Suchtmittelkonsum hat dabei oft die Funktion, besondere Belastungen und Überforderungen
im konkreten Alltag als Frau oder als Mädchen zu bewältigen oder erträglicher
zu machen.
Besondere
Belastungen im Leben einer Frau treten auf als:
Verstrickungen in Beziehungsproblemen
Überforderungen bei der Erziehung von Kindern
Überforderungen durch finanzielle Probleme
Arbeitslosigkeit und/oder berufliche Perspektivlosigkeit
Mangel an (Selbst-) Wertschätzung
eingeschränkte Entwicklungsmöglichkeiten
Ablehnung des eigenen Körpers und der eigenen Sexualität
(sexuelle) Gewalterfahrungen
soziale Isolation/Einsamkeit
Für
Mädchen stellen sich ähnliche Anforderungen,
wobei die Entwicklung einer Geschlechteridentität vom Mädchen hin
zur Frau eine bedeutende Rolle spielt. Während erwachsene Frauen bereits
ein Selbstbild als Frau entwickelt haben, sind Mädchen in der Jugendphase
auf der Suche danach. Suchtmittelkonsum und problematisches Essverhalten sind
in diesem Such-Prozess als Versuch zu verstehen, die anstehenden Anforderungen
und Probleme auf dem Weg zu einer Geschlechteridentität als Frau zu lösen
und sie handhabbar zu machen.
Die Angebote
Information, Beratung, soziale Stabilisierung, ambulante Therapie und Nachsorge,
Vermittlung in Selbsthilfegruppen oder in andere Hilfemaßnahmen des Hamburger
Suchthilfesystems, sowie die Beratung und Fortbildung pädagogischer Fachkräfte
werden von uns mit hohem professionellem Verantwortungsbewusstsein und Engagement
durchgeführt.
Die Teams
sind interdisziplinär
aus den Fachbereichen Pädagogik, Psychologie und Sozialpädagogik zusammengesetzt.

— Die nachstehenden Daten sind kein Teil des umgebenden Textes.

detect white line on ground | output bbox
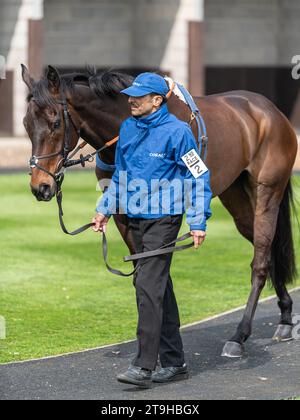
[1,286,300,367]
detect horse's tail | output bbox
[270,178,298,287]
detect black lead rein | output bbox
[56,170,195,278]
[56,180,195,278]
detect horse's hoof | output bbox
[221,341,244,358]
[273,324,293,342]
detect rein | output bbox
[29,81,198,277]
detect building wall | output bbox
[205,0,300,67]
[44,0,133,68]
[0,0,22,135]
[132,0,203,85]
[44,0,203,86]
[1,0,203,135]
[204,0,300,118]
[205,0,280,66]
[0,0,43,136]
[278,0,300,66]
[0,0,23,58]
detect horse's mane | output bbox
[86,67,133,98]
[27,67,134,108]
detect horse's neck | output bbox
[71,90,191,163]
[70,88,129,153]
[79,107,123,151]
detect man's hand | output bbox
[190,230,206,249]
[92,213,110,233]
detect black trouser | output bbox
[128,215,185,371]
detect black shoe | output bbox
[117,366,152,389]
[152,364,189,383]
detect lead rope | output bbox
[56,182,194,277]
[55,205,194,277]
[56,179,138,277]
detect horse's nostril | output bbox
[39,183,52,200]
[40,183,49,192]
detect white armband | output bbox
[181,149,208,179]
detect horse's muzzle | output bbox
[31,183,55,202]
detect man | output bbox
[93,73,212,388]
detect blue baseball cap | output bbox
[121,72,169,98]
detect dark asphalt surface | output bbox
[1,290,300,400]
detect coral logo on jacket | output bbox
[149,152,166,158]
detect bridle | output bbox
[29,81,178,187]
[29,90,95,186]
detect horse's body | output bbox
[22,66,298,357]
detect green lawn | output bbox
[0,172,299,364]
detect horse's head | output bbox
[22,65,80,201]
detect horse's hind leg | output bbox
[218,171,255,245]
[272,281,294,342]
[270,181,295,342]
[113,214,136,255]
[218,172,256,357]
[222,177,293,357]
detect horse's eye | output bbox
[53,121,61,130]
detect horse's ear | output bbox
[46,65,61,93]
[21,64,34,90]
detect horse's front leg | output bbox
[222,183,282,358]
[113,214,136,255]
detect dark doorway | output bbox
[0,71,14,136]
[205,66,299,119]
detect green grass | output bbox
[0,172,300,364]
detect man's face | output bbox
[128,94,163,118]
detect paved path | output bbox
[1,290,300,400]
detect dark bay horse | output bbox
[22,64,298,358]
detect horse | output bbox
[21,64,298,358]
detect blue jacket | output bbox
[96,103,212,231]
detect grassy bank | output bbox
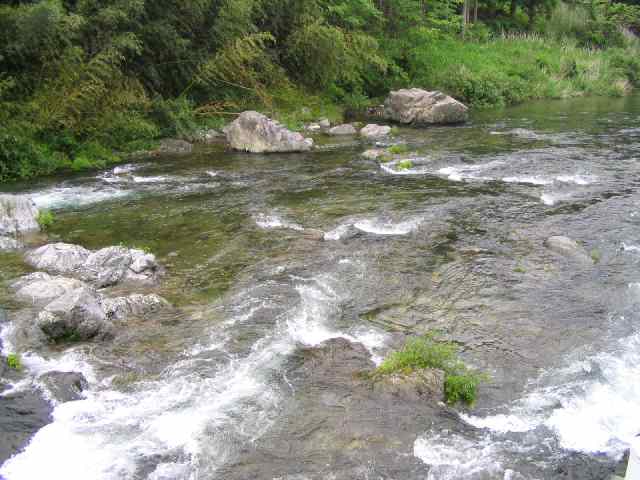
[1,0,639,183]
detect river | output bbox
[1,94,640,479]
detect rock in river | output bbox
[25,243,160,287]
[102,293,171,321]
[384,88,469,125]
[225,111,313,153]
[328,124,357,135]
[0,194,40,250]
[360,124,391,139]
[544,236,593,264]
[11,272,87,307]
[37,286,111,341]
[38,371,88,403]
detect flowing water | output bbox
[1,95,640,479]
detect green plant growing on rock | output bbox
[388,144,409,155]
[397,160,414,171]
[6,353,21,370]
[376,334,486,406]
[37,210,55,230]
[590,248,601,263]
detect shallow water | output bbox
[1,94,640,479]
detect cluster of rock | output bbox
[219,89,468,154]
[0,194,40,250]
[12,243,168,342]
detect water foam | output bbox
[1,271,386,479]
[461,329,640,458]
[353,217,422,235]
[30,186,131,209]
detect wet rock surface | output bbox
[38,371,88,403]
[219,338,439,479]
[0,388,52,465]
[544,235,593,264]
[225,111,313,153]
[384,88,469,125]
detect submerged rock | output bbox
[102,294,171,321]
[384,88,469,125]
[225,111,313,153]
[38,371,88,403]
[158,138,193,155]
[544,236,593,264]
[360,124,391,139]
[361,148,386,160]
[37,286,111,341]
[328,124,357,135]
[0,194,40,250]
[26,243,160,286]
[11,272,87,307]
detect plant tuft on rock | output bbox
[7,353,21,370]
[376,333,486,406]
[37,210,55,230]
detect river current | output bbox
[1,95,640,479]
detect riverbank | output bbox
[2,19,639,184]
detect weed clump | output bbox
[376,334,486,406]
[37,210,55,230]
[388,144,409,155]
[6,353,21,370]
[397,159,414,171]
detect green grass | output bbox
[388,144,409,155]
[397,159,414,170]
[37,210,55,230]
[406,31,640,108]
[6,353,21,370]
[376,334,486,406]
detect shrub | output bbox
[37,210,55,230]
[397,159,414,170]
[388,144,409,154]
[376,334,486,406]
[6,353,21,370]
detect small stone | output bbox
[328,124,357,136]
[360,124,392,139]
[319,118,331,128]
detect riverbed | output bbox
[1,94,640,479]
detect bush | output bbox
[37,210,55,230]
[6,353,21,370]
[376,334,486,406]
[0,132,68,182]
[149,97,198,138]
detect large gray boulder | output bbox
[25,243,159,286]
[0,195,40,250]
[38,371,88,403]
[544,236,593,264]
[225,111,313,153]
[25,243,90,275]
[384,89,469,125]
[102,293,170,321]
[37,286,111,341]
[11,272,87,307]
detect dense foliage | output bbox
[1,0,639,181]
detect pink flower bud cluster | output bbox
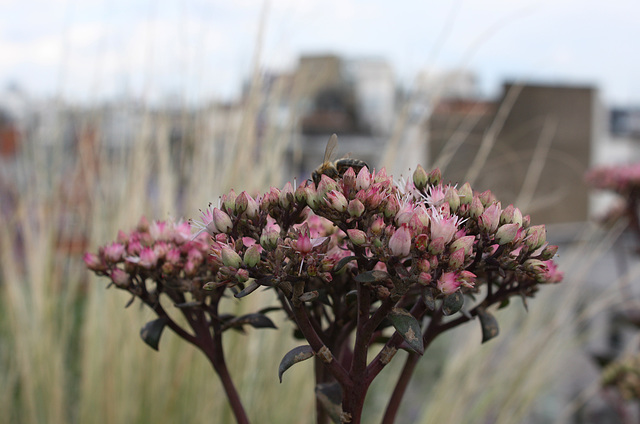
[585,163,640,194]
[84,216,216,293]
[87,166,562,309]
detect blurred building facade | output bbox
[428,82,600,225]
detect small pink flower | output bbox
[166,248,181,265]
[437,272,460,294]
[294,225,313,255]
[541,260,564,284]
[388,225,412,257]
[429,208,462,244]
[424,185,446,207]
[138,247,158,269]
[104,242,125,262]
[192,205,217,237]
[149,221,171,240]
[83,253,104,271]
[110,268,130,288]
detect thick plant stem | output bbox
[380,353,420,424]
[197,294,250,424]
[207,343,250,424]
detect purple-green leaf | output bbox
[478,308,499,343]
[354,270,390,284]
[333,255,358,273]
[140,316,169,351]
[315,382,343,423]
[278,345,315,383]
[223,313,277,331]
[388,308,424,355]
[234,280,260,298]
[442,291,464,316]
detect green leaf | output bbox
[298,291,319,302]
[315,382,344,423]
[388,308,424,355]
[442,292,464,316]
[333,255,358,273]
[223,313,277,331]
[140,317,169,351]
[423,288,436,311]
[354,270,390,284]
[278,345,315,383]
[258,306,282,315]
[498,298,510,309]
[477,308,499,343]
[234,280,260,298]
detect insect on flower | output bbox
[311,133,369,186]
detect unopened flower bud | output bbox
[139,247,158,269]
[317,174,339,197]
[348,199,365,217]
[524,258,547,274]
[478,190,495,207]
[222,190,238,213]
[522,215,531,227]
[371,217,385,235]
[356,167,371,190]
[161,262,174,274]
[389,225,412,257]
[326,190,348,213]
[236,269,250,283]
[213,208,233,234]
[110,268,130,288]
[413,165,429,190]
[279,182,294,209]
[235,191,249,214]
[478,203,502,233]
[260,226,279,251]
[295,182,307,203]
[221,246,242,268]
[539,244,559,260]
[243,245,262,267]
[83,253,105,271]
[418,272,432,286]
[428,168,442,186]
[365,185,384,209]
[445,187,460,212]
[449,248,465,269]
[428,237,445,255]
[495,223,521,245]
[384,195,400,218]
[342,167,357,189]
[449,235,475,256]
[305,184,320,209]
[347,229,367,246]
[416,258,431,273]
[458,182,473,205]
[137,216,150,232]
[104,242,125,263]
[525,225,546,250]
[470,195,484,218]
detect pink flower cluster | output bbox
[84,217,216,294]
[86,164,562,306]
[585,163,640,194]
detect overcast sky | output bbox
[1,0,638,106]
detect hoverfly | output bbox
[311,133,369,186]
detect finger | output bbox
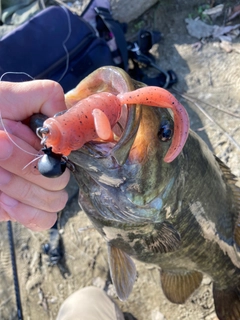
[0,80,66,120]
[0,204,11,221]
[0,119,41,150]
[0,131,70,191]
[0,193,58,231]
[0,167,69,212]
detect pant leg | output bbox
[56,286,125,320]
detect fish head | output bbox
[66,66,177,166]
[67,67,183,222]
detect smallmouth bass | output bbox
[39,66,240,320]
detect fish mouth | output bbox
[110,102,142,165]
[80,92,142,166]
[66,66,143,165]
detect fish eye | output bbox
[158,119,173,142]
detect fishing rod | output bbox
[7,221,23,320]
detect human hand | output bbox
[0,80,70,231]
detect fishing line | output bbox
[0,71,35,81]
[0,112,39,157]
[22,154,44,170]
[0,111,45,170]
[173,89,240,152]
[57,6,72,83]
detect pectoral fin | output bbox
[108,244,136,301]
[145,222,181,253]
[160,269,203,304]
[213,284,240,320]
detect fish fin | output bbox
[160,269,203,304]
[213,284,240,320]
[108,244,136,301]
[145,222,181,253]
[215,156,240,247]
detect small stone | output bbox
[151,309,166,320]
[202,275,212,285]
[92,277,106,290]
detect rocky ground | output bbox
[1,1,240,319]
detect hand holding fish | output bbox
[0,80,70,231]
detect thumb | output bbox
[0,80,66,120]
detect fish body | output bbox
[45,66,240,319]
[70,105,240,291]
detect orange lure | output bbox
[41,92,121,156]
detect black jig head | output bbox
[38,146,67,178]
[38,146,75,178]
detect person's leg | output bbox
[56,286,125,320]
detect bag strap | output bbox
[127,30,178,89]
[94,6,128,71]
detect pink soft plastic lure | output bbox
[42,92,121,155]
[41,86,189,162]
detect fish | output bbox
[37,66,240,320]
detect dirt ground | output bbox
[1,1,240,319]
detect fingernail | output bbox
[0,137,13,160]
[0,193,19,207]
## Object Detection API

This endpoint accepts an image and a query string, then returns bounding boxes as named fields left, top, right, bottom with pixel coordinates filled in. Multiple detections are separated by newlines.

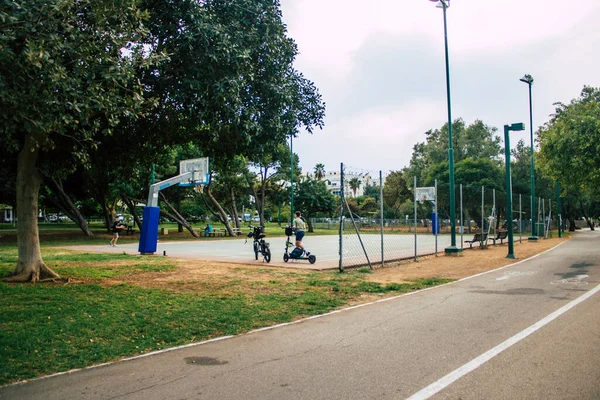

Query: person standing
left=110, top=214, right=126, bottom=247
left=293, top=211, right=309, bottom=256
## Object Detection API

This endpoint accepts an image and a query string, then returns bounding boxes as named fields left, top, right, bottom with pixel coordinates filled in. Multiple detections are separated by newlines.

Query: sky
left=279, top=0, right=600, bottom=176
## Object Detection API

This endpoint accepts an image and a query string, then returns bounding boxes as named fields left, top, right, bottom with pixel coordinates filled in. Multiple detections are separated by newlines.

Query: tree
left=314, top=164, right=325, bottom=180
left=293, top=177, right=336, bottom=232
left=348, top=178, right=361, bottom=197
left=538, top=86, right=600, bottom=188
left=251, top=144, right=290, bottom=227
left=139, top=0, right=324, bottom=176
left=537, top=86, right=600, bottom=229
left=1, top=0, right=160, bottom=281
left=382, top=171, right=413, bottom=218
left=452, top=158, right=503, bottom=229
left=358, top=197, right=379, bottom=215
left=139, top=0, right=324, bottom=232
left=406, top=119, right=501, bottom=184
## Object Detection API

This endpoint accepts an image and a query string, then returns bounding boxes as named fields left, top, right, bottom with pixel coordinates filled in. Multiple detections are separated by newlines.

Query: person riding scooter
left=293, top=211, right=309, bottom=257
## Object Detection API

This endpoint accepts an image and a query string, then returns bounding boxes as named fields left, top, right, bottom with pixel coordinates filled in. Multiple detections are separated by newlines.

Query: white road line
left=406, top=283, right=600, bottom=400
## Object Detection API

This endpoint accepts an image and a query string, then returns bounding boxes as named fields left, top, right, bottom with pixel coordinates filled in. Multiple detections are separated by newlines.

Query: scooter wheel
left=308, top=255, right=316, bottom=264
left=283, top=253, right=289, bottom=262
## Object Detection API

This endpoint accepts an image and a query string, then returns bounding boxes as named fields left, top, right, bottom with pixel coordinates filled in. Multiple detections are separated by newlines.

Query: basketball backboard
left=415, top=187, right=436, bottom=202
left=179, top=157, right=209, bottom=186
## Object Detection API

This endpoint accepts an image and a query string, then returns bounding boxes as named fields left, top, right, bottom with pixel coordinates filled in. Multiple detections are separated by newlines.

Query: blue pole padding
left=432, top=212, right=440, bottom=235
left=138, top=206, right=160, bottom=254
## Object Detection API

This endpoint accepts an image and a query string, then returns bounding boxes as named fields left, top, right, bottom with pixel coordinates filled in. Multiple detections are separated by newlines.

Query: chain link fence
left=329, top=163, right=560, bottom=271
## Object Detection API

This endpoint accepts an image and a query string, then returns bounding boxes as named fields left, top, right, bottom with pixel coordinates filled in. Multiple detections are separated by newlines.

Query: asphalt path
left=64, top=232, right=461, bottom=270
left=3, top=230, right=598, bottom=399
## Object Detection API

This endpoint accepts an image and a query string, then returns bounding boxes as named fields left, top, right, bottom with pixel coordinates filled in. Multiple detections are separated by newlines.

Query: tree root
left=2, top=274, right=33, bottom=283
left=2, top=274, right=69, bottom=284
left=4, top=262, right=62, bottom=283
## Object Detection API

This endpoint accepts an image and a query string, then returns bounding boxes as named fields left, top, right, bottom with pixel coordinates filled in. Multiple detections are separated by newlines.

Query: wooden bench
left=489, top=230, right=508, bottom=245
left=208, top=228, right=226, bottom=237
left=230, top=228, right=243, bottom=236
left=125, top=226, right=137, bottom=235
left=465, top=232, right=488, bottom=249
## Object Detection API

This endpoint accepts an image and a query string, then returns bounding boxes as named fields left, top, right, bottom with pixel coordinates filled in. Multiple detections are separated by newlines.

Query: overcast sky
left=279, top=0, right=600, bottom=175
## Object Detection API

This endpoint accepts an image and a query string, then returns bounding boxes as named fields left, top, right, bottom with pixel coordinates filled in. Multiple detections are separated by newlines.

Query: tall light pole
left=519, top=74, right=537, bottom=241
left=290, top=135, right=294, bottom=226
left=430, top=0, right=461, bottom=254
left=504, top=122, right=526, bottom=259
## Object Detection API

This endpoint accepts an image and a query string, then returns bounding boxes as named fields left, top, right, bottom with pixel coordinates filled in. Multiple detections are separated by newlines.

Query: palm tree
left=314, top=163, right=325, bottom=180
left=348, top=177, right=361, bottom=197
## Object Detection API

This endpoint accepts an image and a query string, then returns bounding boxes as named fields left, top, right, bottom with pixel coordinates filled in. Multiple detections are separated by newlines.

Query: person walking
left=293, top=211, right=309, bottom=256
left=109, top=214, right=126, bottom=247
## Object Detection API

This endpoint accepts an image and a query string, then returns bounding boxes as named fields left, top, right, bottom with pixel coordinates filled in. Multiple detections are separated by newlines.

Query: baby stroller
left=283, top=226, right=316, bottom=264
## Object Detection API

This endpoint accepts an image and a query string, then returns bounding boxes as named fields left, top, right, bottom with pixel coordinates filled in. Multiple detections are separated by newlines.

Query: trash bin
left=535, top=223, right=545, bottom=237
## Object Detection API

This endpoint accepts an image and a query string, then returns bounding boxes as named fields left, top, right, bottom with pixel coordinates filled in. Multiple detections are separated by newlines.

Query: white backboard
left=415, top=187, right=436, bottom=202
left=179, top=157, right=209, bottom=186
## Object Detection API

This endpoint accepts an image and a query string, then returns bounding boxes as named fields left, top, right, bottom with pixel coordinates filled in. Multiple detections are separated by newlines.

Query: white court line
left=406, top=283, right=600, bottom=400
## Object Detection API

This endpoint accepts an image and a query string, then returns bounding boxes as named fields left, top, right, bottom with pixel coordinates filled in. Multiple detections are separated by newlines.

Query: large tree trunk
left=228, top=186, right=240, bottom=230
left=568, top=215, right=577, bottom=231
left=205, top=184, right=235, bottom=236
left=122, top=196, right=143, bottom=229
left=100, top=192, right=117, bottom=233
left=579, top=199, right=595, bottom=231
left=47, top=178, right=93, bottom=237
left=6, top=134, right=60, bottom=282
left=158, top=192, right=200, bottom=237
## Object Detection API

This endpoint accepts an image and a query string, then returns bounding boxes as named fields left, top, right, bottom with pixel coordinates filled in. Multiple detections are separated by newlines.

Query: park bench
left=125, top=226, right=137, bottom=235
left=230, top=228, right=243, bottom=236
left=208, top=228, right=226, bottom=237
left=465, top=232, right=488, bottom=249
left=489, top=230, right=508, bottom=245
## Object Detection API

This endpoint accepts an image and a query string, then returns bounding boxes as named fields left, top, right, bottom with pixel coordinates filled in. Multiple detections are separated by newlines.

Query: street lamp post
left=290, top=135, right=294, bottom=226
left=430, top=0, right=461, bottom=253
left=504, top=122, right=526, bottom=259
left=519, top=74, right=537, bottom=241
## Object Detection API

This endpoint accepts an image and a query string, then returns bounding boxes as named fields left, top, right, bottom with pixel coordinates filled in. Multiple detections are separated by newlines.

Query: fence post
left=338, top=163, right=344, bottom=272
left=519, top=194, right=522, bottom=243
left=481, top=186, right=484, bottom=246
left=435, top=179, right=438, bottom=255
left=460, top=184, right=463, bottom=249
left=493, top=188, right=496, bottom=239
left=414, top=176, right=417, bottom=261
left=380, top=171, right=384, bottom=267
left=556, top=183, right=562, bottom=238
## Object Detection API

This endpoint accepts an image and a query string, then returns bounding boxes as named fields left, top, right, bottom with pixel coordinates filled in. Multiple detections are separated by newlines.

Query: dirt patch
left=367, top=236, right=566, bottom=283
left=102, top=237, right=567, bottom=291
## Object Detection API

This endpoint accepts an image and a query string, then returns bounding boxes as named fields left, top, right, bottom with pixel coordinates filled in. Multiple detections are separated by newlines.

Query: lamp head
left=429, top=0, right=449, bottom=8
left=509, top=122, right=526, bottom=131
left=519, top=74, right=534, bottom=85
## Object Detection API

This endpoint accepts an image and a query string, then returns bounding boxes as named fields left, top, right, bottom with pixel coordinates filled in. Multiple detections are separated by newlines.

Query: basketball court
left=63, top=233, right=465, bottom=270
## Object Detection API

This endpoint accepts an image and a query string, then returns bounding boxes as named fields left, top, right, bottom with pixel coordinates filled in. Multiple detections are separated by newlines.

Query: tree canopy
left=537, top=86, right=600, bottom=192
left=1, top=0, right=325, bottom=281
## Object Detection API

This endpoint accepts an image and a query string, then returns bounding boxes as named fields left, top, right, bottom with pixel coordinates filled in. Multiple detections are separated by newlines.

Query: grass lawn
left=0, top=227, right=452, bottom=385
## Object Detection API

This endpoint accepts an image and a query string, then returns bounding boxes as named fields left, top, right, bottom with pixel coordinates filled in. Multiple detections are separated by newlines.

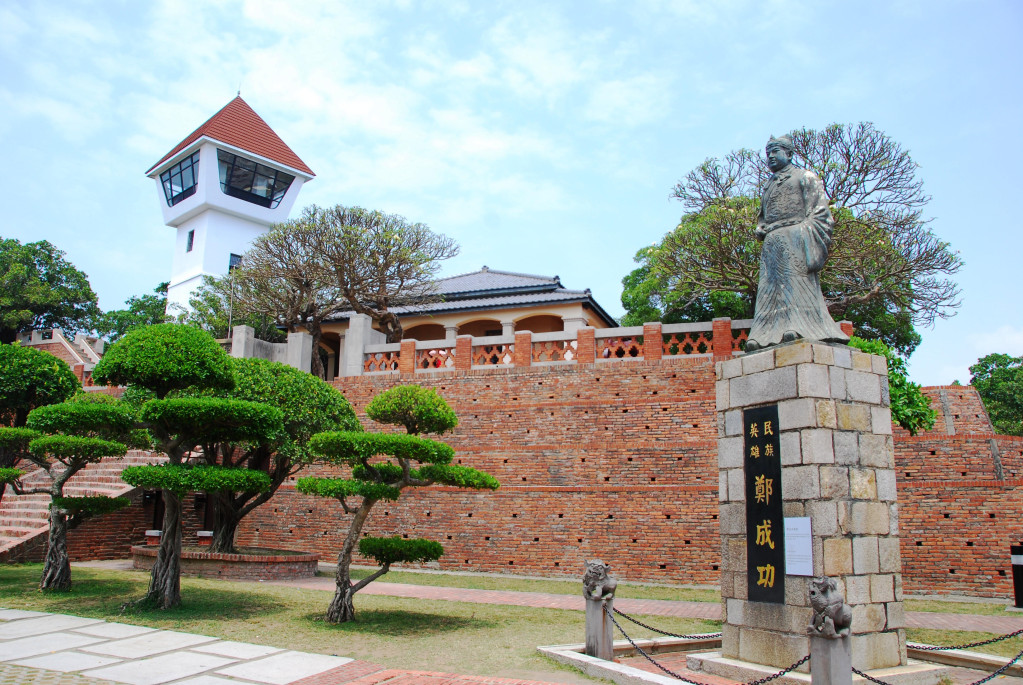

Um die Qualität unserer Arbeit auf hohem Niveau zu halten, bilden wir uns
kontinuierlich fort.
Durch
die Einbindung in Netzwerke
der Suchthilfe, der Frauensozial- und Bildungsarbeit sowie des Jugendhilfesystems
und der Mädchenarbeit in Hamburg können wir Frauen und Mädchen
auf weitergehende Möglichkeiten aufmerksam machen und fördern somit
die Stärkung ihrer eigener Ressourcen.